Like many Americans, I’m overweight.  Mostly I’ve accepted what I look like.  At least I do until someone pulls out a camera.  Then I use my handy line:

Do I have time for liposuction?”

Sadly, there’s never enough time for liposuction; they usually take the picture anyway.  And when I see it I wish someone would suck away the extra bits and bobs.

Few things make me laugh harder than the idea of liposuction.  I first learned of it in 1986.  I was in the reception area of one of my then-clients, chatting with his secretary, Cindy, a constant dieter, when she announced:

“Did you know you can vacuum your fat away?” Cindy told me.  “It’s a thing called Lip-O-Suction.  They stick this little gizmo in your fat lumps and vacuum the fat out!”

“Why diet when you can vacuum!” I replied.  Me and Cindy laughed and laughed.  You just can’t tell me it isn’t a hilarious image:  Women lining up in front of the Hoover before a date.

liposuction 2

Eureka!  Or is it Hoover?  Sllluuuppppppp Google Image

Now, though, there is a weight loss gadget that makes even liposuction pale in silliness.  Because folks have been busily inventing even sillier ways to get folks thin.  Or thinner.  Or, to totally disrupt their GI tract.

Introducing The Aspire Assist.  A personal stomach pump.  Yeah, I thought they were making it up, too.

Stomach pump

Photo credit:  Aspirebariatrics.com.  But I found it at the article referenced below

The Aspire Assist helps with weight loss because it empties up to 30% of the contents of your stomach into the toilet.  Before it reaches the inside or the outside of your butt.  Before that cherry pie becomes love handles.  Before those abs look more like a case than a six-pack.
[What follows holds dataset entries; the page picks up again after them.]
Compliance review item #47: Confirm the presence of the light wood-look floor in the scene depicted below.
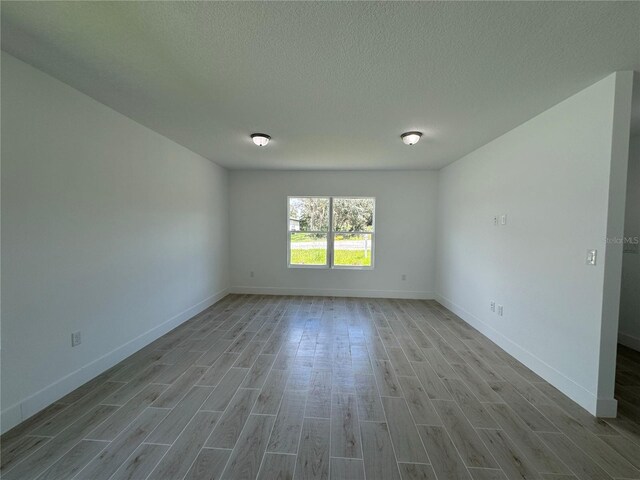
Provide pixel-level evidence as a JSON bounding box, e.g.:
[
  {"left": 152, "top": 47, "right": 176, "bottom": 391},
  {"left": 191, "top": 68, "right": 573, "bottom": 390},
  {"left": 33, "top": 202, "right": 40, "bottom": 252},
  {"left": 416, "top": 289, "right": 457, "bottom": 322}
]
[{"left": 2, "top": 295, "right": 640, "bottom": 480}]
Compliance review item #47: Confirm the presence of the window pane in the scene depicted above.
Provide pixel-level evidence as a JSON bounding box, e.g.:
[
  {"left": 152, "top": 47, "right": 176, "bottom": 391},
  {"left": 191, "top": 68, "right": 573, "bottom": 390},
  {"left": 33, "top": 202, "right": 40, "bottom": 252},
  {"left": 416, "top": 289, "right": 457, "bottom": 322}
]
[
  {"left": 333, "top": 233, "right": 373, "bottom": 267},
  {"left": 289, "top": 197, "right": 329, "bottom": 232},
  {"left": 333, "top": 198, "right": 375, "bottom": 232},
  {"left": 289, "top": 232, "right": 327, "bottom": 265}
]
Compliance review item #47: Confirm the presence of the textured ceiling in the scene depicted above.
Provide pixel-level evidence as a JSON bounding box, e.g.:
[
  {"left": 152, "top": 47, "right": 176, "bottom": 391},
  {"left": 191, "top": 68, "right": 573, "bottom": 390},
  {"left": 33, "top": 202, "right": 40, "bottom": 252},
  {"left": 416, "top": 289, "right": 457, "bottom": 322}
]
[{"left": 2, "top": 1, "right": 640, "bottom": 169}]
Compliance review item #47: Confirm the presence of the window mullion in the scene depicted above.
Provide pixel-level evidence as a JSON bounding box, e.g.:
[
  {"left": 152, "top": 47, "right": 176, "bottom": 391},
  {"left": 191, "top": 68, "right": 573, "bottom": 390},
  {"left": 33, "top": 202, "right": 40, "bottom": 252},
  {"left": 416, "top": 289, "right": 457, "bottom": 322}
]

According to this article here’s how it works.

Patients have a tube inserted into their stomachs then threaded out through an incision in the abdomen and capped with a poker chip–sized “Skin Port” valve.[…]  Twenty minutes after eating breakfast, lunch, and dinner, the patient attaches a handheld device to the Skin Port and empties 30 percent of the contents of his or her stomach into the toilet.

Twenty minutes is enough time for your brain to be convinced that you are full, but not enough time for your stomach to digest the food, the inventors say, and that means 30 percent of the calories from your meal magically disappear.
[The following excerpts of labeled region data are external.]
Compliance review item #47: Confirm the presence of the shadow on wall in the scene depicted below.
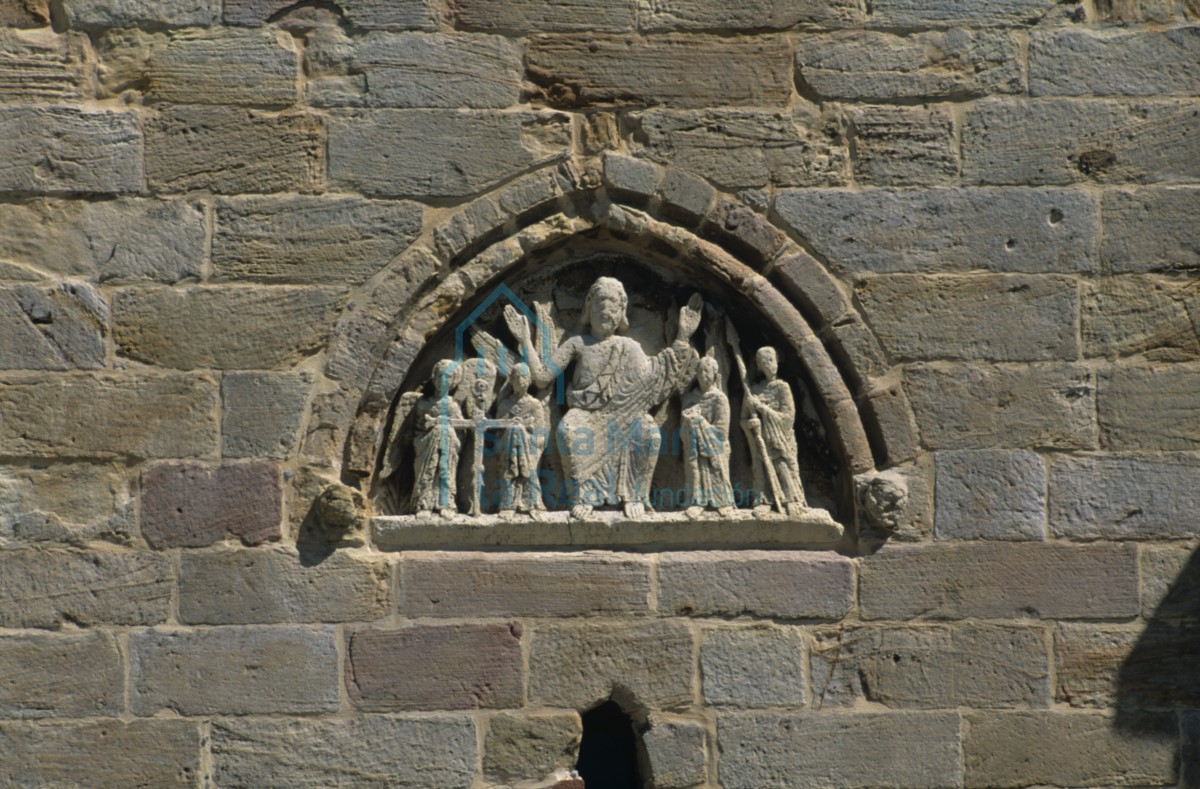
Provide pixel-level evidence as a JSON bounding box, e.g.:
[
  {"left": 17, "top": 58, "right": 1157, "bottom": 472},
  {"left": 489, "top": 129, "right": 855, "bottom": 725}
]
[{"left": 1115, "top": 547, "right": 1200, "bottom": 789}]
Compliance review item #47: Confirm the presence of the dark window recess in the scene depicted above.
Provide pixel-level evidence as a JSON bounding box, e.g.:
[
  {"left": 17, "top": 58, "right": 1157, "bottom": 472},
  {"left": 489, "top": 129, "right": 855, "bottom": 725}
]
[{"left": 576, "top": 701, "right": 646, "bottom": 789}]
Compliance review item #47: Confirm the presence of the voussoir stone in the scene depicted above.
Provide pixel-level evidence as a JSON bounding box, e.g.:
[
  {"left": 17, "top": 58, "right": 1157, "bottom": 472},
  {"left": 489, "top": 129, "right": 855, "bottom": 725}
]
[
  {"left": 0, "top": 106, "right": 142, "bottom": 194},
  {"left": 0, "top": 373, "right": 220, "bottom": 458},
  {"left": 1030, "top": 26, "right": 1200, "bottom": 96},
  {"left": 484, "top": 712, "right": 583, "bottom": 784},
  {"left": 854, "top": 272, "right": 1079, "bottom": 362},
  {"left": 346, "top": 624, "right": 523, "bottom": 711},
  {"left": 329, "top": 109, "right": 570, "bottom": 197},
  {"left": 716, "top": 711, "right": 962, "bottom": 789},
  {"left": 62, "top": 0, "right": 221, "bottom": 30},
  {"left": 859, "top": 542, "right": 1139, "bottom": 619},
  {"left": 212, "top": 195, "right": 421, "bottom": 284},
  {"left": 1050, "top": 454, "right": 1200, "bottom": 540},
  {"left": 905, "top": 363, "right": 1097, "bottom": 450},
  {"left": 179, "top": 550, "right": 390, "bottom": 625},
  {"left": 962, "top": 98, "right": 1200, "bottom": 186},
  {"left": 0, "top": 631, "right": 125, "bottom": 718},
  {"left": 812, "top": 624, "right": 1050, "bottom": 709},
  {"left": 632, "top": 109, "right": 850, "bottom": 188},
  {"left": 0, "top": 718, "right": 203, "bottom": 787},
  {"left": 212, "top": 715, "right": 476, "bottom": 789},
  {"left": 934, "top": 450, "right": 1046, "bottom": 540},
  {"left": 529, "top": 620, "right": 695, "bottom": 710},
  {"left": 659, "top": 550, "right": 854, "bottom": 619},
  {"left": 0, "top": 198, "right": 206, "bottom": 283},
  {"left": 796, "top": 28, "right": 1024, "bottom": 101},
  {"left": 113, "top": 285, "right": 337, "bottom": 369},
  {"left": 142, "top": 462, "right": 283, "bottom": 548},
  {"left": 0, "top": 30, "right": 88, "bottom": 102},
  {"left": 130, "top": 626, "right": 338, "bottom": 715},
  {"left": 775, "top": 188, "right": 1099, "bottom": 273},
  {"left": 0, "top": 548, "right": 174, "bottom": 630},
  {"left": 0, "top": 283, "right": 108, "bottom": 369},
  {"left": 964, "top": 710, "right": 1178, "bottom": 788},
  {"left": 145, "top": 104, "right": 324, "bottom": 194},
  {"left": 700, "top": 627, "right": 808, "bottom": 707},
  {"left": 401, "top": 552, "right": 650, "bottom": 616},
  {"left": 526, "top": 34, "right": 792, "bottom": 107}
]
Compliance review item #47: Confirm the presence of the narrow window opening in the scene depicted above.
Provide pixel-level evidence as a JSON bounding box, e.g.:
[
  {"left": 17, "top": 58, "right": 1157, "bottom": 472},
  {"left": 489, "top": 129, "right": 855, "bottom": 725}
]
[{"left": 576, "top": 701, "right": 644, "bottom": 789}]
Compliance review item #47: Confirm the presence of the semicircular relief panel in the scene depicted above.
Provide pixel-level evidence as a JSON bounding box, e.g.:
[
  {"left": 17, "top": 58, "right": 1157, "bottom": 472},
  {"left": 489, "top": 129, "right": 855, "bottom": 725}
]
[{"left": 372, "top": 240, "right": 853, "bottom": 549}]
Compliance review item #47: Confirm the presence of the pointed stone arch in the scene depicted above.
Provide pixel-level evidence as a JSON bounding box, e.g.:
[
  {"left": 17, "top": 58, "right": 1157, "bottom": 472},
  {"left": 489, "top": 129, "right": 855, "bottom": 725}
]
[{"left": 300, "top": 153, "right": 917, "bottom": 544}]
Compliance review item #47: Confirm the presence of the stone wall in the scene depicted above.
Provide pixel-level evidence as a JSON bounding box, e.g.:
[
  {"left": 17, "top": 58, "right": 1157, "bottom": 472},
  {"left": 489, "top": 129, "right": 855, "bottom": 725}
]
[{"left": 0, "top": 0, "right": 1200, "bottom": 789}]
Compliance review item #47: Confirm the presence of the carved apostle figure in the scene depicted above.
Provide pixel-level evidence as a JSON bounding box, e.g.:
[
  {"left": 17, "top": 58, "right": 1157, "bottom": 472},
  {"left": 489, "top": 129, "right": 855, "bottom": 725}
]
[
  {"left": 498, "top": 362, "right": 550, "bottom": 513},
  {"left": 505, "top": 277, "right": 703, "bottom": 518},
  {"left": 683, "top": 356, "right": 733, "bottom": 517},
  {"left": 742, "top": 345, "right": 808, "bottom": 516},
  {"left": 413, "top": 360, "right": 462, "bottom": 517}
]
Sounds too good to be true, ammirite?  You can have all the benefits of bulimia without puking!  Whoo-hoo!

Of course, as a fake medical professional, I have questions:

  • Can the Aspire Assist discriminate?  I mean, can it choose to pull the ice cream out and leave the broccoli to work its way through my GI tract system?
  • Can it pull the pasta but leave the protein and the vitamins?
  • Can it please suck out the wine I drink so that I can be less of a cheap date?

Go ahead.  I dare you to watch this.  (I didn’t.  Ewwwwww.)

I bet you didn’t play that video.  I’ll also wager you’re not gonna get an Aspire Assist.  anybody who has read this far is of above-average intelligence and has a seriously awesome sense of humor.

Some funny things should be enjoyed but definitely not be taken to heart.  Or to stomach.  Or drained into the toilet.

And some are just too weird to believe.